03 November 2022
14:45 WIB
Penulis: Oktarina Paramitha Sandy
Editor: Leo Wisnu Susapto
JAKARTA - Ketua Satuan Tugas (Satgas) Covid-19 PB IDI, Erlina Burhan meminta, pemerintah dan masyarakat mewaspadai subvarian omicron XBB yang sudah masuk ke Indonesia.
Menurut dia, subvarian omicron XBB merupakan salah satu pemicu lonjakan kasus covid-19 di Indonesia karena tingkat penularannya begitu cepat.
Pada dua minggu terakhir, kasus aktif dan kasus kematian covid-19 mengalami peningkatan sebanyak dua kali lipat.
“XBB merupakan subturunan omicron yang gejalanya tidak berat tetapi menular dengan sangat cepat, jadi ini patut diwaspadai,” kata Erlina dalam Media Briefing: Update Kasus Covid dan Rekomendasi Terbaru IDI, Kamis (3/11).
Erlina menjelaskan, XBB merupakan rekombinan subturunan omicron BA.2.10.1 dan BA.2.75, dengan mutasi di S1 dan 14 mutase tambahan di protein spike BA.2. Varian ini memiliki kemampuan tertinggi untuk menghindari antibodi, sehingga varian ini lebih cepat menular.
Varian ini pertama kali ditemukan pada Agustus 2022 di India.

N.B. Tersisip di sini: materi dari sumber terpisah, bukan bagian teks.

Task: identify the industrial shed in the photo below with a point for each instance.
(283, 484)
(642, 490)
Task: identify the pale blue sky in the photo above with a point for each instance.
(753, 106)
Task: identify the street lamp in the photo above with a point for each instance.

Data WHO menyebutkan bahwa sejak 17 October 2022, XBB sudah dilaporkan ada di 26 negara, seperti Australia, Bangladesh, Denmark, India, Jepang, dan US.
Bahkan, di Singapura, varian ini telah mendominasi kasus covid-19 di negara itu, sekitar 54% kasus pada minggu kedua Oktober 2022.

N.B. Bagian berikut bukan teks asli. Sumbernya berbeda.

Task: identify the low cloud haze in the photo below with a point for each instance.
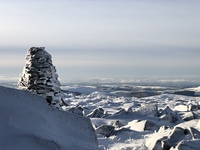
(103, 38)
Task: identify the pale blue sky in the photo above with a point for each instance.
(103, 38)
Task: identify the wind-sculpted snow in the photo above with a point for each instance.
(28, 123)
(121, 121)
(129, 123)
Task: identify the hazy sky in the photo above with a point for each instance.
(103, 38)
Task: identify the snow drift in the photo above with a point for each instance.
(27, 122)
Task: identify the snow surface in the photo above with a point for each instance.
(27, 122)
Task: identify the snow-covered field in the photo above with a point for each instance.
(125, 116)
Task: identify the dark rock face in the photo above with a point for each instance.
(39, 76)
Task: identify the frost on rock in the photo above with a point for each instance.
(39, 76)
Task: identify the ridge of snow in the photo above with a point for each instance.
(27, 122)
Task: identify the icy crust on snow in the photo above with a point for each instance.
(131, 123)
(27, 122)
(39, 76)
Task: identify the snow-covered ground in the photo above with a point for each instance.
(125, 116)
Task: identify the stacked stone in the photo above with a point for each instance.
(39, 76)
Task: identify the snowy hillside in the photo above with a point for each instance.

Lalu, Kementerian Kesehatan Singapura menyampaikan, infeksi subvariant XBB ini didominasi pasien yang belum pernah terinfeksi covid-19 sebelumnya atau disebut covid naive.
Dengan laju infeksi baru pada covid naïve adalah 162.5 infeksi per 100.000 orang per hari sejak tanggal 8 Oktober hingga 14 Oktober 2022.
“Untuk itu, orang-orang yang belum pernah terkena covid-19 wajib mewaspadai subvarian xbb ini,” kata Erlina.
Tak hanya varian XBB saja, Erlina juga mendorong pemerintah untuk mulai mewaspadai subvarian XBC yang merupakan rekombinan Delta (B.1.617.2) dan omicron BA.2. varian XBC ini sudah ditemukan di Filipina, di mana sudah ada 193 kasus subvariant XBC melalui transmisi lokal
Erlina mengatakan, gejala antara subvariant XBB dan XBC cenderung mirip dengan gejala COVID-19 secara umum. Seperti demam, batuk, lemas, sesak, nyeri kepala, nyeri tenggorokan, pilek, mual dan muntah, dan diare.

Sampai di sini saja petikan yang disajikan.